INDORAYA – Pengguna WhatsApp di Indonesia dan dunia kini bernapas lega setelah Meta Platforms Inc. meraih kemenangan hukum telak atas NSO Group, pembuat spyware Pegasus, yang terbukti melanggar privasi jutaan orang melalui pelacakan diam-diam.
Putusan hakim federal AS pada 20 Oktober 2025 secara permanen melarang NSO menggunakan Pegasus untuk menargetkan atau menginfeksi pengguna WhatsApp. Putusan ini melanjutkan vonis Mei 2025, di mana perusahaan Israel itu diwajibkan membayar ganti rugi USD 168 juta (sekitar Rp2,6 triliun) atas serangan yang menargetkan 1.400 akun di 20 negara, termasuk jurnalis, aktivis hak asasi manusia, dan diplomat.
Kasus ini dimulai sejak 2019 dan menjadi tonggak penting dalam perjuangan melindungi privasi digital.
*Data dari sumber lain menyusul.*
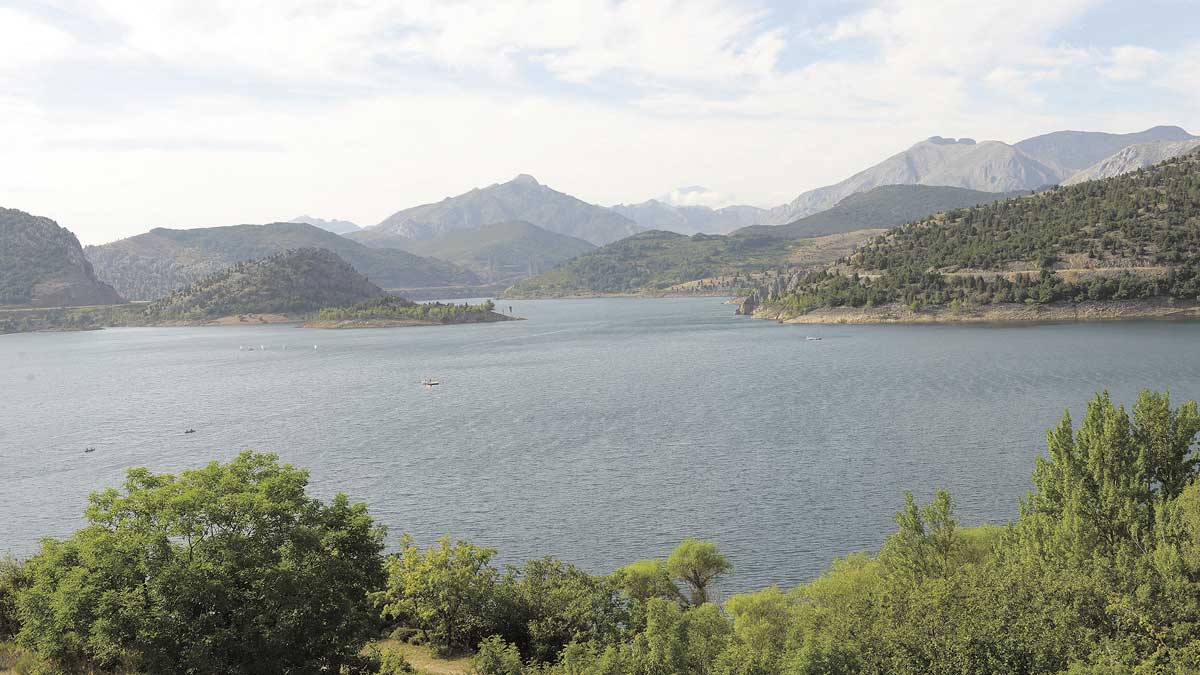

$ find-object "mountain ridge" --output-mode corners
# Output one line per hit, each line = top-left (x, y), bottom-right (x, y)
(0, 208), (125, 306)
(85, 222), (479, 300)
(350, 173), (641, 246)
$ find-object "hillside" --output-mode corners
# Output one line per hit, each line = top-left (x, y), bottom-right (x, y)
(0, 208), (124, 306)
(1062, 138), (1200, 185)
(360, 221), (595, 282)
(352, 174), (641, 246)
(288, 215), (362, 234)
(612, 199), (767, 234)
(86, 222), (479, 300)
(504, 229), (882, 298)
(734, 185), (1025, 239)
(745, 151), (1200, 316)
(1014, 126), (1196, 175)
(145, 249), (385, 322)
(764, 136), (1063, 225)
(762, 126), (1196, 225)
(508, 185), (1014, 297)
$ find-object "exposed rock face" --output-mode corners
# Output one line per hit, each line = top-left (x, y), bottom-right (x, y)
(1016, 126), (1196, 172)
(766, 136), (1062, 225)
(0, 209), (125, 307)
(1063, 138), (1200, 185)
(352, 174), (642, 246)
(763, 126), (1198, 225)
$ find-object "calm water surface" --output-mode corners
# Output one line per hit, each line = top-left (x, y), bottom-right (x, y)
(0, 299), (1200, 591)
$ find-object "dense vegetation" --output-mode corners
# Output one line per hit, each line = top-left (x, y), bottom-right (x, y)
(734, 185), (1028, 239)
(0, 392), (1200, 675)
(146, 249), (384, 321)
(762, 147), (1200, 312)
(313, 295), (503, 323)
(0, 209), (121, 306)
(508, 185), (1027, 297)
(86, 222), (479, 300)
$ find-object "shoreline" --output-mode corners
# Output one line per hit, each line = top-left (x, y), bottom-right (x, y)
(750, 300), (1200, 324)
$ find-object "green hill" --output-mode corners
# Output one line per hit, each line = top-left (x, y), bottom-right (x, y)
(752, 147), (1200, 313)
(145, 249), (385, 322)
(372, 221), (595, 282)
(86, 222), (479, 300)
(0, 209), (124, 306)
(506, 185), (1032, 297)
(505, 229), (788, 298)
(733, 185), (1028, 239)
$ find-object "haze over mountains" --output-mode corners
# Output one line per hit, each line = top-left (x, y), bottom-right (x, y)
(0, 208), (124, 307)
(352, 174), (642, 246)
(764, 126), (1198, 225)
(612, 193), (767, 234)
(288, 216), (362, 234)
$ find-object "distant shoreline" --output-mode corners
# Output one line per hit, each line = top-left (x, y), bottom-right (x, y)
(751, 300), (1200, 324)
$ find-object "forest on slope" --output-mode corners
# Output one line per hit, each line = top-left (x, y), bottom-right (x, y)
(86, 222), (479, 300)
(751, 147), (1200, 313)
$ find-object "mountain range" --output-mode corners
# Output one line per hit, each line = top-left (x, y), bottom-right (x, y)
(350, 174), (642, 246)
(288, 216), (362, 234)
(0, 208), (124, 307)
(612, 199), (767, 234)
(86, 222), (479, 300)
(386, 220), (595, 283)
(764, 126), (1198, 225)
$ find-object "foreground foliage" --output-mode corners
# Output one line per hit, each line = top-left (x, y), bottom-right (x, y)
(0, 392), (1200, 675)
(10, 453), (383, 674)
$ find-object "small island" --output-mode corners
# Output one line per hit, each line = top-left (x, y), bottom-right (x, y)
(304, 295), (518, 328)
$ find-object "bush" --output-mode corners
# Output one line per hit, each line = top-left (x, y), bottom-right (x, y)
(470, 635), (526, 675)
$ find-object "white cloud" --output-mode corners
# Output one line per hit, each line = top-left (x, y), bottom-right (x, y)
(0, 7), (72, 72)
(0, 0), (1200, 241)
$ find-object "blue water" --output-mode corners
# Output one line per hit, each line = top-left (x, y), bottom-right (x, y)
(0, 299), (1200, 592)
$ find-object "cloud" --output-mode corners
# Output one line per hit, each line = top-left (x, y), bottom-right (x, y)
(0, 7), (73, 72)
(0, 0), (1200, 241)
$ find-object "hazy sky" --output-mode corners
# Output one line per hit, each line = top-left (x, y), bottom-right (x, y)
(0, 0), (1200, 243)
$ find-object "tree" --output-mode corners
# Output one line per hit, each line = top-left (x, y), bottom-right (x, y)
(382, 534), (499, 652)
(18, 452), (384, 674)
(667, 538), (733, 605)
(0, 556), (26, 643)
(494, 557), (629, 663)
(470, 635), (526, 675)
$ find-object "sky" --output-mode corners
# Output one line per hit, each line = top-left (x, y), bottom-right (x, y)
(0, 0), (1200, 244)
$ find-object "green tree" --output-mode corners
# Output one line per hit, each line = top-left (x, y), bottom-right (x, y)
(382, 534), (499, 652)
(18, 453), (383, 674)
(667, 538), (733, 605)
(470, 635), (526, 675)
(0, 556), (26, 643)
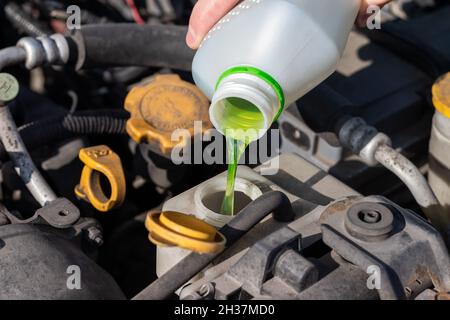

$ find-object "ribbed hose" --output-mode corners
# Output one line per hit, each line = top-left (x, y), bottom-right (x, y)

Pegasus merupakan spyware zero-click yang menyusup tanpa klik, sehingga mampu mengakses pesan, lokasi, kamera, mikrofon, dan data terenkripsi tanpa sepengetahuan korban.
Kronologi kasus bermula dari penemuan Meta pada 2019. Saat itu, Pegasus mengeksploitasi kerentanan server WhatsApp untuk melakukan infeksi massal.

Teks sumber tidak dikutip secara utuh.